Growing up in a country where traditional gender roles are still somewhat prevalent, Samira Korani, decided to break the mold of society’s standards and dive into a field of work no one considered she would. While Iran is seeing increasing numbers of women pursuing STEM fields, many women there continue to face the same challenges as their female counterparts around the world. Samira’s steadfast fixation on her dream, however, never left room for her to doubt her desire to help bring Iran into the future using artificial intelligence and machine learning.

Growing up as the only daughter with four brothers, Samira easily differentiated herself from her traditional family. While her parents encouraged her to pursue the arts and possibly marry at a young age, she found herself drawn to math and science. She developed a passion that would ultimately serve as catalyst into her career in tech.

“When I grew up, I started believing that we can use technology to predict our society’s changes and learn about our country’s past.”

This revelation led Samira to text mining.  After receiving her Bachelor’s degree in Industrial Management and her Master's degree Information Technology, Samira developed a better understanding of how text mining would be particularly helpful in Iran where the dominant language is Farsi.

Utilizing text mining with Farsi is particularly difficult due to the lack of text corpus, or large collections of electronic documents. A text corpus would serve as a primary source of data for research dealing with language, however, its limited supply makes it challenging to determine facts about Iran’s history.

Essentially text mining uses artificial intelligence (AI) technology to derive quality information from written text and transform it into quantitative learning material. Using Python Samira is able to generate new information from documents that can be converted into data for analysis.

Unfortunately, in Samira’s experience, the Iranian government still adheres to traditional practices and is slower to adopt new technologies, such as AI for data analysis. However, she does not let that slow her down.

As an instructor at Iran’s leading institution for engineering and physical science disciplines, Sharif University, Samira connects with an open source community discussing the importance of artificial intelligence. She also strives to mentor young women to change the traditional societal expectations and encourages them to pursue their dreams.

“In my field, they try to ignore me and they told me I couldn’t be a coder, but I am a hard worker, and I had a dream to work with technology. The future of science is artificial intelligence because humans and technology integrate with each other. It took a lot of hard work and not being disappointed easily to do what I do, but I will continue reach my goal.”

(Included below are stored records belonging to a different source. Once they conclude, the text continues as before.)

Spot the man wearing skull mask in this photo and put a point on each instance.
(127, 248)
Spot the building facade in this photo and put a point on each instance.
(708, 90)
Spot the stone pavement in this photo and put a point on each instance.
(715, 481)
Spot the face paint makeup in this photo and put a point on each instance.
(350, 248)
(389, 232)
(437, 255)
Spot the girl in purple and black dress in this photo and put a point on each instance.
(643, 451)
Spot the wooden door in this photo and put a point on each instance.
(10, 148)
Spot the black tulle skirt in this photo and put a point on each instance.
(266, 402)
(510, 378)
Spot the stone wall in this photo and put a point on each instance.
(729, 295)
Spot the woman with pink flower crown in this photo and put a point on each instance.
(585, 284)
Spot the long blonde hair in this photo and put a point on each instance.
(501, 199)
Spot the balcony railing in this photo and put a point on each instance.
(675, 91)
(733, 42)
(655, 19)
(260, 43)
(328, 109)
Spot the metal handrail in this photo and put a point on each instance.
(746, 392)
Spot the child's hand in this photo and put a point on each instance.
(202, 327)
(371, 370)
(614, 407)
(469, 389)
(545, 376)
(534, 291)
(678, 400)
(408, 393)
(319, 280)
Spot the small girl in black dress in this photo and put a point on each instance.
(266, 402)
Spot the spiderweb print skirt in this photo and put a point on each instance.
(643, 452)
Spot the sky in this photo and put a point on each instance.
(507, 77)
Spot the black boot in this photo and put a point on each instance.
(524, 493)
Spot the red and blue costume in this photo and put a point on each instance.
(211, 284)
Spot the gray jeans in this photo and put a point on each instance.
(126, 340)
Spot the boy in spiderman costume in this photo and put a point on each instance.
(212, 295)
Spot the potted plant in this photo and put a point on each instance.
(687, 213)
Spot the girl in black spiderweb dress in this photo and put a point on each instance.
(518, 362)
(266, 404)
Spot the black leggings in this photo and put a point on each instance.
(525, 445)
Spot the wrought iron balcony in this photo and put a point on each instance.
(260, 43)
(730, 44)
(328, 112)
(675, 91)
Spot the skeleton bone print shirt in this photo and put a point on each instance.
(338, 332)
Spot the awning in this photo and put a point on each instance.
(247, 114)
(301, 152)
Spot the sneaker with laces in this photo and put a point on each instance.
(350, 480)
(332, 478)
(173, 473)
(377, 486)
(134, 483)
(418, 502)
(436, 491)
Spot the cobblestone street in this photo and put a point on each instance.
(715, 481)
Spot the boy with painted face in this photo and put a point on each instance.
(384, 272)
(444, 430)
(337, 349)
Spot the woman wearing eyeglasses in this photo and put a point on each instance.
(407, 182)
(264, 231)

Raquel Romano: Combining her Passion for Math and Computer Science to Serve Others

Raquel Romano ● Principal Software Engineer ● Threadloom

Raquel Romano ● Principal Software Engineer ● Threadloom

For many, math is a useful method for solving problems, but for Raquel Romano, math is a fascinating way to think. Captivated by how math expanded her mind and the many different methods she could use to formulate an answer, Raquel developed a deep love for mathematics and abstract thinking at a young age. She never imagined that math would open a door to earn a Ph.D. in computer science from the Massachusetts Institute of Technology (MIT) and lead to a career in building technology for good. In her youth, Raquel was a true renaissance woman, and was involved in several activities such as debate team, piano, soccer, and violin. Although she did not participate in any math competitions, she was naturally drawn to the subject in school. She enjoyed the mystery that math presented for her, and its puzzle-like qualities.

“I loved how it [math] clicked for me and fit together, and how there were so many different ways to reach a solution to the same problem. I was also drawn to the idea of mathematical concepts I had yet to learn---there was something alluring about trying to reach something that seemed almost unobtainable.”

The mathematician in the making never considered computer science, even when she was first introduced to coding at a young age..

“My grandfather gave me my first computer, and together we programmed in BASIC. I loved being with him because he didn’t live near us, and he liked teaching me how to code because the personal computer was a new thing at the time. He was a retired mechanical engineer who was always curious to learn something new.”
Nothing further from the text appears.